I love what you said, learning experiences. That is a great thing. It’s hard to know the difference between a mutual fund or an ETF unless you’ve done it. It’s hard to take it in and understand how they work and what they can do for you without playing with it. You can read about it, but until you’ve done it yourself, it doesn’t click. That’s where that is great. That comes from tier 2. Tier 2 is educating yourself, investing in yourself, and building up your capital. That’s where you start to learn and research some of these things that you want to try when you get to tier 4. I’d say that’s where that lies if we go back to mutual funds for a minute, Patrick. Most people in America say they are comfortable investing in mutual funds because that’s all they know. That’s where their 401(k)’s are invested. That’s where the IRAs are invested. That’s where their parents set up their accounts for them. That’s where they are. Most people don’t understand what mutual funds do, how they’re designed, and how they’re managed either.

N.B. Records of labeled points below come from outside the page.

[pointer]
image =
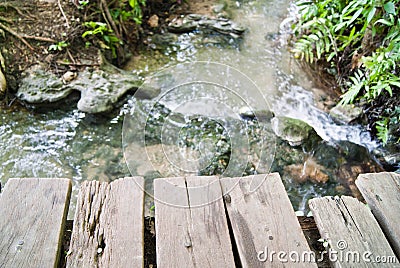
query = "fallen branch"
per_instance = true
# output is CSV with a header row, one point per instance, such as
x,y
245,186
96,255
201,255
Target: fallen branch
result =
x,y
39,38
62,12
11,31
10,5
77,64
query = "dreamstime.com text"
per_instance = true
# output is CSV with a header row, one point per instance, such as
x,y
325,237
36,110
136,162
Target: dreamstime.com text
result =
x,y
342,255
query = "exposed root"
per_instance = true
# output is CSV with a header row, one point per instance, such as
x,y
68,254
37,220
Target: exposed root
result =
x,y
62,12
11,5
11,31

They’ve evolved over the years but at the same time, the mentality of people hasn’t evolved with it.
That’s everyone go-to. They’re saying, “I’ve got this 401(k) with 25 options and they’re all mutual funds. I’ll pick the ones that are the best performers and go.” That’s a recipe for disaster because they’re very fee intensive. Your average mutual fund is very expensive. Even a no-load, people say, “I can go to Vanguard and get no-load funds.” The definition of no-load is you can’t have more than a quarter percent in annual charges and fees. You’re still getting charged. It’s not just as much as some of the others maybe. You have to look at pay-for-performance. Is this no-load fund performing better because these reduced fees than these other ones? That’s not always the case. You have to be careful where you’re investing and how you’re investing. Look at the style, if you’re familiar with the Morningstar Style Box, most people pick 3 or 4 funds, and they’re all large-cap growth funds.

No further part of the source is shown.